The estimate of $\widehat{\alpha }$ is 1.2. The estimate of $\widehat{\beta }$ is $\underset{\_}{\frac{28}{\Gamma \left(1.2\right)}}$.

Explanation of Solution

Calculation:

First, put $n=20$, $\overline{x}=28.0$ and ${\displaystyle \sum x_i{}^2}=16,500$ in:

$\begin{array}{c}\frac{\frac{1}{n}{\displaystyle \sum _{i=1}^n{X}_i{}^2}}{{\overline{X}}^2}=\frac{\Gamma \left(1+\frac{2}{\widehat{\alpha }}\right)}{{\left[\Gamma \left(1+\frac{1}{\widehat{\alpha }}\right)\right]}^2}\\ \frac{\Gamma \left(1+\frac{2}{\widehat{\alpha }}\right)}{{\left[\Gamma \left(1+\frac{1}{\widehat{\alpha }}\right)\right]}^2}=\frac{\frac{16,500}{20}}{{\left(28.0\right)}^2}\\ =\frac{825}{784}\\ =\mathrm{1.0523.}\end{array}$

Now, taking reciprocal of both sides of the above equation,

$\begin{array}{c}\frac{{\left[\Gamma \left(1+\frac{1}{\widehat{\alpha }}\right)\right]}^2}{\Gamma \left(1+\frac{2}{\widehat{\alpha }}\right)}=\frac{1}{1.0523}\\ =0.9503\\ \approx \mathrm{0.95.}\end{array}$

It is given in hint that:

$\frac{{\left[\Gamma \left(1.2\right)\right]}^2}{\Gamma \left(1.4\right)}=0.95$.

As a result,

$\frac{{\left[\Gamma \left(1+\frac{1}{\widehat{\alpha }}\right)\right]}^2}{\Gamma \left(1+\frac{2}{\widehat{\alpha }}\right)}=\frac{{\left[\Gamma \left(1.2\right)\right]}^2}{\Gamma \left(1.4\right)}$.

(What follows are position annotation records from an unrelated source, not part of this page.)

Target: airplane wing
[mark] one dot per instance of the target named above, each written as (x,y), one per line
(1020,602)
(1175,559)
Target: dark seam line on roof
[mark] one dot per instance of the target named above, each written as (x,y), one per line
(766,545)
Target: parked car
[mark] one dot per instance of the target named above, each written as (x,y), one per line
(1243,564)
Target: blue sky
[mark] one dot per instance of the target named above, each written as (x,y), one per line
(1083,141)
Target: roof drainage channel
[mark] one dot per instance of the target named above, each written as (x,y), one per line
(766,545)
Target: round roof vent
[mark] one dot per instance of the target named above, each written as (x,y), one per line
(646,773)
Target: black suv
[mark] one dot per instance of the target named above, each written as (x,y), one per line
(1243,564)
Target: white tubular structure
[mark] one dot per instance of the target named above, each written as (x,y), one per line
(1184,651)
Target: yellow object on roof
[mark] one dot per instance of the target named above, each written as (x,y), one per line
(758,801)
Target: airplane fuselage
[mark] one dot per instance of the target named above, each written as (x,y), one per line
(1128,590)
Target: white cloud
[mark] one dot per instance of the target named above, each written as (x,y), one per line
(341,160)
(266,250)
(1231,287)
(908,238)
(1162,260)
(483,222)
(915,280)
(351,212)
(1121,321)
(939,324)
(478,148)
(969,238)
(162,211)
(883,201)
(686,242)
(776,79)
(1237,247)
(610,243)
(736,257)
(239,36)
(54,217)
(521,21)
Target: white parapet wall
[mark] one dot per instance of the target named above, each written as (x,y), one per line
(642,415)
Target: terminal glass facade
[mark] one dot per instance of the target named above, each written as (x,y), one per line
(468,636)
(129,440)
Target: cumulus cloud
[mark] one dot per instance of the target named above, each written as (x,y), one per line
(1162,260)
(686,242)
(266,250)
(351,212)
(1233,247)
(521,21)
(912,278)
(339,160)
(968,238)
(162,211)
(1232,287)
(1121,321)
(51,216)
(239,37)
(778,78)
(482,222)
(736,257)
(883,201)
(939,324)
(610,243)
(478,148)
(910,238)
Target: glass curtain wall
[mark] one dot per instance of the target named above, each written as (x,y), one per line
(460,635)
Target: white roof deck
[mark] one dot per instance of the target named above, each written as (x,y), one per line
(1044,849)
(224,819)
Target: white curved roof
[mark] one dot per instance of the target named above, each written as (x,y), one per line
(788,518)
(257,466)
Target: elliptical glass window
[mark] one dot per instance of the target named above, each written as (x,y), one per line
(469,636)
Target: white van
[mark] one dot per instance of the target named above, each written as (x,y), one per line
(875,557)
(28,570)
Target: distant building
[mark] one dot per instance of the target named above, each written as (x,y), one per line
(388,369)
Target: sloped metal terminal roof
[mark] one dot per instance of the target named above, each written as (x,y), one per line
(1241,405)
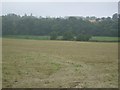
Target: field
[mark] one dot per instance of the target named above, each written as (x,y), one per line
(93,38)
(59,64)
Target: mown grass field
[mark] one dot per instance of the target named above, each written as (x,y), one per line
(59,64)
(93,38)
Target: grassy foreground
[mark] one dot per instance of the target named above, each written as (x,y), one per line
(34,63)
(93,38)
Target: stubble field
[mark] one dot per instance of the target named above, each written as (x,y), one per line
(59,64)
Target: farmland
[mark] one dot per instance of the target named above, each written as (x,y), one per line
(59,64)
(93,38)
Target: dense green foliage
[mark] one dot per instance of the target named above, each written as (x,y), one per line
(81,37)
(13,24)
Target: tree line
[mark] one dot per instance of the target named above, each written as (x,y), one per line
(72,27)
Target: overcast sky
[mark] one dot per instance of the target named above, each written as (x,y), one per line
(98,9)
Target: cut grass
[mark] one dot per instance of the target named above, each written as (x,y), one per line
(59,64)
(102,38)
(94,38)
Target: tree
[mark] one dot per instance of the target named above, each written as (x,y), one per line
(82,37)
(68,36)
(53,36)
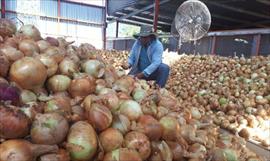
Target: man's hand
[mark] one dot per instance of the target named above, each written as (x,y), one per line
(139,75)
(125,66)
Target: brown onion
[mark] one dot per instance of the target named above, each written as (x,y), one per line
(58,83)
(13,123)
(150,127)
(61,155)
(4,64)
(29,31)
(171,128)
(49,129)
(122,123)
(7,27)
(99,116)
(43,45)
(28,47)
(122,154)
(139,142)
(49,63)
(81,141)
(68,67)
(81,87)
(111,139)
(22,150)
(28,73)
(12,53)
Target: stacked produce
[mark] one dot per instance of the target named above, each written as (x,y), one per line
(235,92)
(59,102)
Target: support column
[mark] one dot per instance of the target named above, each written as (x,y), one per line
(156,15)
(117,29)
(3,8)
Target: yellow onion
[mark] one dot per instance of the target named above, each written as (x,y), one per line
(111,139)
(28,73)
(58,83)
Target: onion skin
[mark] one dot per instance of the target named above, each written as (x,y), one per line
(7,27)
(99,116)
(61,155)
(30,31)
(138,141)
(150,127)
(171,128)
(13,123)
(28,73)
(122,154)
(131,109)
(29,47)
(81,87)
(81,141)
(4,64)
(58,83)
(22,150)
(49,129)
(111,139)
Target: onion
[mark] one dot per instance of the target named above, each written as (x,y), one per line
(68,67)
(30,31)
(224,155)
(49,63)
(131,109)
(81,141)
(12,41)
(139,142)
(9,93)
(55,53)
(29,47)
(28,72)
(94,67)
(28,96)
(52,41)
(4,64)
(81,87)
(59,104)
(14,123)
(22,150)
(43,45)
(122,154)
(49,129)
(7,27)
(139,94)
(171,128)
(58,83)
(12,53)
(121,123)
(111,139)
(150,127)
(99,116)
(61,155)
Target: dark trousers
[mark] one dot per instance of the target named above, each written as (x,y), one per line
(160,75)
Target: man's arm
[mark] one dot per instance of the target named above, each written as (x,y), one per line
(156,60)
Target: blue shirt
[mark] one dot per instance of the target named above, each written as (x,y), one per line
(144,61)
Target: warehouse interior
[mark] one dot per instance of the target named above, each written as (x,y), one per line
(77,85)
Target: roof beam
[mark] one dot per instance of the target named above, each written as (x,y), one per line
(238,9)
(137,11)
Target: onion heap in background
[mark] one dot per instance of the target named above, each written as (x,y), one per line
(60,102)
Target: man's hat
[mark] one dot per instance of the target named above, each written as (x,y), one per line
(145,31)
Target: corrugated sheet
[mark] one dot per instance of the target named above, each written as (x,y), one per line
(81,12)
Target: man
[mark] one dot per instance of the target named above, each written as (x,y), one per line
(145,59)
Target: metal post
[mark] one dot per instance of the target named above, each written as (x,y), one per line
(3,10)
(213,48)
(104,25)
(156,15)
(117,28)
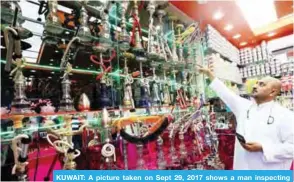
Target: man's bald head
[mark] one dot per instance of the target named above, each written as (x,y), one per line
(274,83)
(266,89)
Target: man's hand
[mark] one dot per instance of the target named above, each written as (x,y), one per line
(252,147)
(207,71)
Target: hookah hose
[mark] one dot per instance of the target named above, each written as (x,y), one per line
(151,137)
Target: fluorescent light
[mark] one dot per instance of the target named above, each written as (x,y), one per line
(271,34)
(236,36)
(243,43)
(258,13)
(229,27)
(218,15)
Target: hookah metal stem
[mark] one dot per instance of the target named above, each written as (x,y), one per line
(63,59)
(125,152)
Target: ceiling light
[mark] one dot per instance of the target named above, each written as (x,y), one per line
(218,15)
(258,13)
(202,1)
(271,34)
(229,27)
(243,43)
(236,36)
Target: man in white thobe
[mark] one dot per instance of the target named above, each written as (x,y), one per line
(267,127)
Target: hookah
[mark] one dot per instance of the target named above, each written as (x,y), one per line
(104,80)
(84,32)
(140,57)
(140,147)
(63,143)
(152,54)
(174,54)
(108,149)
(11,14)
(19,146)
(53,24)
(185,86)
(162,42)
(104,43)
(179,28)
(166,98)
(66,103)
(180,95)
(160,154)
(124,38)
(128,101)
(156,102)
(19,103)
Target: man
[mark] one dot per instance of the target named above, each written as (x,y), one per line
(268,128)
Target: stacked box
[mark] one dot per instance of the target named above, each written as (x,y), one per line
(215,41)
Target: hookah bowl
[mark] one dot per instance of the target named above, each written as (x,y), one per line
(53,24)
(104,99)
(19,103)
(66,104)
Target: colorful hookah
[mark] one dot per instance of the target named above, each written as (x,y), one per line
(19,145)
(108,149)
(151,50)
(161,163)
(164,48)
(128,101)
(84,32)
(53,26)
(19,103)
(66,103)
(156,102)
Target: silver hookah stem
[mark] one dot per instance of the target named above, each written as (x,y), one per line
(160,155)
(140,162)
(151,10)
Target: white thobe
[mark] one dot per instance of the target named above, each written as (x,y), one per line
(268,124)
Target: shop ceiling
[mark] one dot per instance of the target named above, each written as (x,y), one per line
(229,18)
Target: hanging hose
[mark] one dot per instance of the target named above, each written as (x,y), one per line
(63,59)
(105,69)
(11,41)
(108,150)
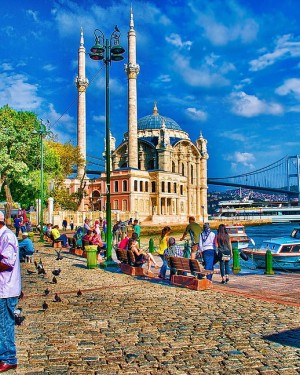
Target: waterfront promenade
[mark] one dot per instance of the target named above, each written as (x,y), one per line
(125,325)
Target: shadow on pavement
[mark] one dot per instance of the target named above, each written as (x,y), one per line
(289,338)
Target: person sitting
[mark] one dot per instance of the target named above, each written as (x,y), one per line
(25,247)
(141,256)
(56,236)
(123,244)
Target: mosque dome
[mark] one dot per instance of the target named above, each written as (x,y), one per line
(156,121)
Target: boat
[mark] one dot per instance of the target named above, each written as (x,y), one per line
(245,209)
(238,236)
(285,252)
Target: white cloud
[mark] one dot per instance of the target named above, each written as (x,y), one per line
(290,86)
(236,23)
(18,93)
(245,159)
(250,106)
(196,114)
(285,48)
(176,40)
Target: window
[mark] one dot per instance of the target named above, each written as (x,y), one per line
(153,187)
(116,186)
(124,205)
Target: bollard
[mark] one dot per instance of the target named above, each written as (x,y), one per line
(236,261)
(151,246)
(269,263)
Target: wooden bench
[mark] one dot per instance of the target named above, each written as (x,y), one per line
(130,265)
(197,278)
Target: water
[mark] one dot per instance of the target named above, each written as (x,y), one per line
(260,233)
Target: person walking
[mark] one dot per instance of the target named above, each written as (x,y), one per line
(207,248)
(163,245)
(194,230)
(10,289)
(223,244)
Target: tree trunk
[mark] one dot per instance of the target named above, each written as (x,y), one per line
(9,203)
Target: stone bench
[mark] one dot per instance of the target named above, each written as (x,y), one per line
(197,278)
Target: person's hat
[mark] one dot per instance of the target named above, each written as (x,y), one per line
(171,241)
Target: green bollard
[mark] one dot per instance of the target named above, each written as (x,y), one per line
(151,246)
(236,261)
(269,263)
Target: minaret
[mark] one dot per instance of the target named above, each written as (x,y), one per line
(132,69)
(81,83)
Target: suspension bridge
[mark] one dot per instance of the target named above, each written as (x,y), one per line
(283,176)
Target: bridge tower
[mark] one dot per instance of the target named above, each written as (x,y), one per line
(293,174)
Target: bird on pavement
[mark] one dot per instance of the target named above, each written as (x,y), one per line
(30,272)
(45,305)
(59,257)
(56,272)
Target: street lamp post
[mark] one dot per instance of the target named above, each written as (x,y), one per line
(41,131)
(113,52)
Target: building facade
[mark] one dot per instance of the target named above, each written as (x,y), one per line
(157,173)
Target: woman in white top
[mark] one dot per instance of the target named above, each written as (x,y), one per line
(207,248)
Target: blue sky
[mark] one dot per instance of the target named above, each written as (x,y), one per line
(228,68)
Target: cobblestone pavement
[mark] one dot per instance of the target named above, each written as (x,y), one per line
(125,325)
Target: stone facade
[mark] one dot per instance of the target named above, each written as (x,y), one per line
(157,173)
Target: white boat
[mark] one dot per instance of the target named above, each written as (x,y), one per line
(285,252)
(238,236)
(244,209)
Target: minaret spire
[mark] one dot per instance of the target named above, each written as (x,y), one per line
(132,69)
(81,83)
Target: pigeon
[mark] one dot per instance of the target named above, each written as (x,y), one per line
(57,298)
(59,257)
(56,272)
(19,320)
(45,306)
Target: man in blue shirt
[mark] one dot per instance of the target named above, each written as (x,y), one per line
(25,246)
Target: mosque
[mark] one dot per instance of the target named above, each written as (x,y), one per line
(158,175)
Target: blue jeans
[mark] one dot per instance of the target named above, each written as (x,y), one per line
(208,257)
(163,269)
(7,330)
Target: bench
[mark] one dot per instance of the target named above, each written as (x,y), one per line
(130,265)
(197,278)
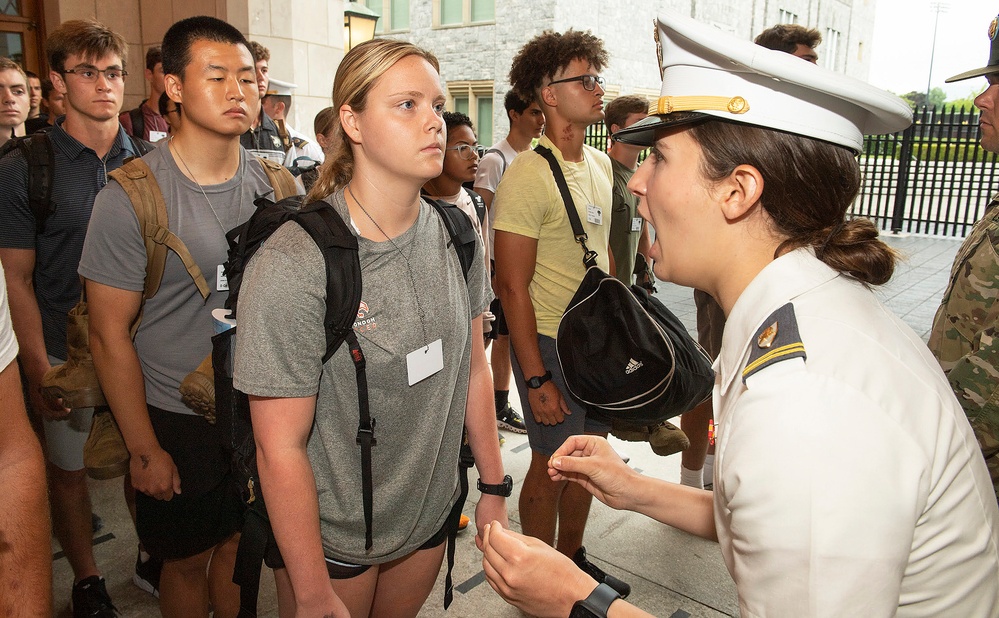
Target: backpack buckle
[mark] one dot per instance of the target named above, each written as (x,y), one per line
(366,434)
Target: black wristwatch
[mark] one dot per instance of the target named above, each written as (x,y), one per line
(503,489)
(537,381)
(595,605)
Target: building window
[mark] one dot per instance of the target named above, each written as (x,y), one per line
(463,12)
(475,100)
(395,14)
(786,17)
(830,52)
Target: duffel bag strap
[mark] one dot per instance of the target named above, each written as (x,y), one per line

The above equation is an identity, indicating that:

${\left[\Gamma \left(1+\frac{1}{\widehat{\alpha }}\right)\right]}^2={\left[\Gamma \left(1.2\right)\right]}^2$, and,

$\Gamma \left(1+\frac{2}{\widehat{\alpha }}\right)=\Gamma \left(1.4\right)$.

From the second equation,

$\begin{array}{c}1+\frac{2}{\widehat{\alpha }}=1.4\\ \frac{2}{\widehat{\alpha }}=1.4-1\\ =0.4\\ \widehat{\alpha }=\frac{2}{0.4}\end{array}$

$=\underset{\_}{5}$.

Substitute $\widehat{\alpha }=5$ and $\overline{x}=28.0$ in the expression for $\widehat{\beta }$:

$\begin{array}{c}\widehat{\beta }=\frac{\overline{X}}{\Gamma \left(1+\frac{1}{\widehat{\alpha }}\right)}\\ =\frac{28}{\Gamma \left(1+\frac{1}{5}\right)}\\ =\frac{28}{\Gamma \left(1+0.2\right)}\\ =\underset{\_}{\frac{28}{\Gamma \left(1.2\right)}}.\end{array}$